ACADEMIC INTEGRATION & COMPETITIVE EXCELLENCE

IN DIVISION I ATHLETICS

A History of the Harvard-Yale Rivalry

A History of the Harvard-Yale Rivalry

The Harvard-Yale rivalry is the oldest—and one of the most storied—in intercollegiate athletics.   John Powers, from the Harvard class of 1970, shares some insights into this special relationship, which is founded on keen competition and mutual respect. -- Bob Scalise, The John D. Nichols ’53 Family Director of Athletics

By John Powers '70

Their first sporting meeting was a summer diversion in New Hampshire in 1852 when Harvard's and Yale's crews raced before a fashionable crowd on Lake Winnipesaukee in what promoters called 'the marine melodrama of the century'. "None then thought of it as anything but a frolic without a sequel," Yale oarsman James Whiton later observed.

In the 163 years since America's oldest and third-oldest institutions competed in the nation's first intercollegiate athletic event they've met head to head more than 3,000 times in nearly 40 sports from baseball to women's rugby in what has become the world's most storied rivalry. Their heavyweight crews still compete in their classic four-mile pull on the Thames River in New London, where the training headquarters (Red Top and Gales Ferry) also date back to the 19th century. "The world championships is nothing compared to this," said Yale oarsman Steve Kiesling, who rowed for the US straight four boat. "The Boat Race is a whole lot more serious."

The football rivalry, which began in 1875 and was dubbed 'The Game' more than five decades ago, was featured in a Norman Rockwell painting as an American ritual, what former Yale president A. Bartlett Giamatti called 'the last great 19th-century pageant left in the country.'

Harvard and Yale first met in baseball three years after the end of the Civil War and their games were a highlight of each school's Commencement Day, with alumni parading to the diamond. Their track meets began in 1891, their lacrosse matches in 1882 and their hockey games in 1900, when a black-tie assemblage watched the squads face off at St.

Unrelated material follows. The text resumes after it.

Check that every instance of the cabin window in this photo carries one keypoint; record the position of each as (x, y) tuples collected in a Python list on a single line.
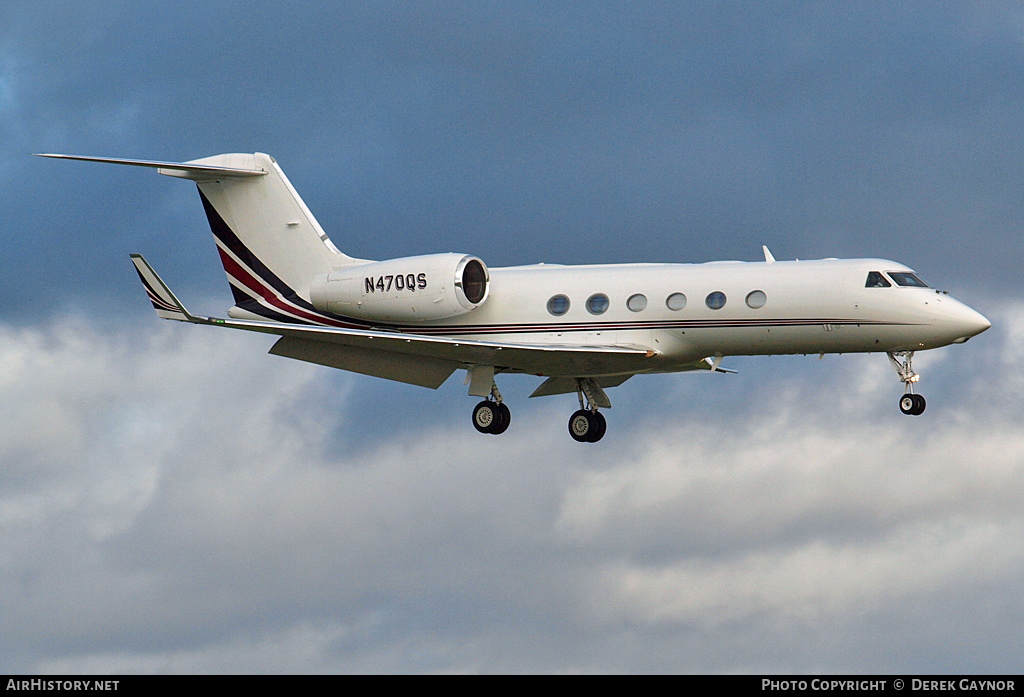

Nicholas Rink in New York.

The Harvard-Yale rivalry even extends to the intramural level where their respective champions have met since 1935 with the Harkness Trophy (cast in the 1770s but misplaced since the 1970s) going to the school with the most victories.

Yet Harvard and Yale have been not only rivals but also partners against international opponents. Their combined track teams have faced Oxford and Cambridge in a biennial meet since 1899 under a unique format where only first place counts. Their tennis teams have competed against their Oxbridge counterparts since 1921. Their football captains have posed together for The Game program cover for more than half a century. "There's a sense of shared experience, a sense of bonding," said Vic Gatto, who captained Harvard's varsity in the famous 29-29 'victory' against Yale in 1968.

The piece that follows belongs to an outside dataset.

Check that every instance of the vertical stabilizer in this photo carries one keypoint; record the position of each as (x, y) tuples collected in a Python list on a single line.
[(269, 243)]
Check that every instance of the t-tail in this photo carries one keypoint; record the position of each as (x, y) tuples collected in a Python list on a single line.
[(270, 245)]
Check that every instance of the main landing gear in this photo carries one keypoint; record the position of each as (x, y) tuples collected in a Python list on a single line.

The two schools have similar academic missions, similar admissions standards, similar residential plans and similar ethical values. In 1970 after the NCAA controversially banned Yale from post-season competition for using an ineligible basketball player, Harvard's medalists at the national indoor track-and-field championships took the award stand wearing Yale shirts.

"They're an awful lot like our kids," former Yale football coach Carm Cozza once said. "A lot of them I had in my office, trying to convince them that the grass was greener here than it was in Cambridge."

Certain student-athletes have managed to acquire diplomas from both places. Former President George H.W. Bush, who played baseball for Yale against the Crimson, received an honorary doctorate from Harvard as did John F. Kennedy from Yale. "It might be said now that I have the best of both worlds," observed Kennedy, who faced the Bulldogs in sailing, swimming and football. "A Harvard education and a Yale degree."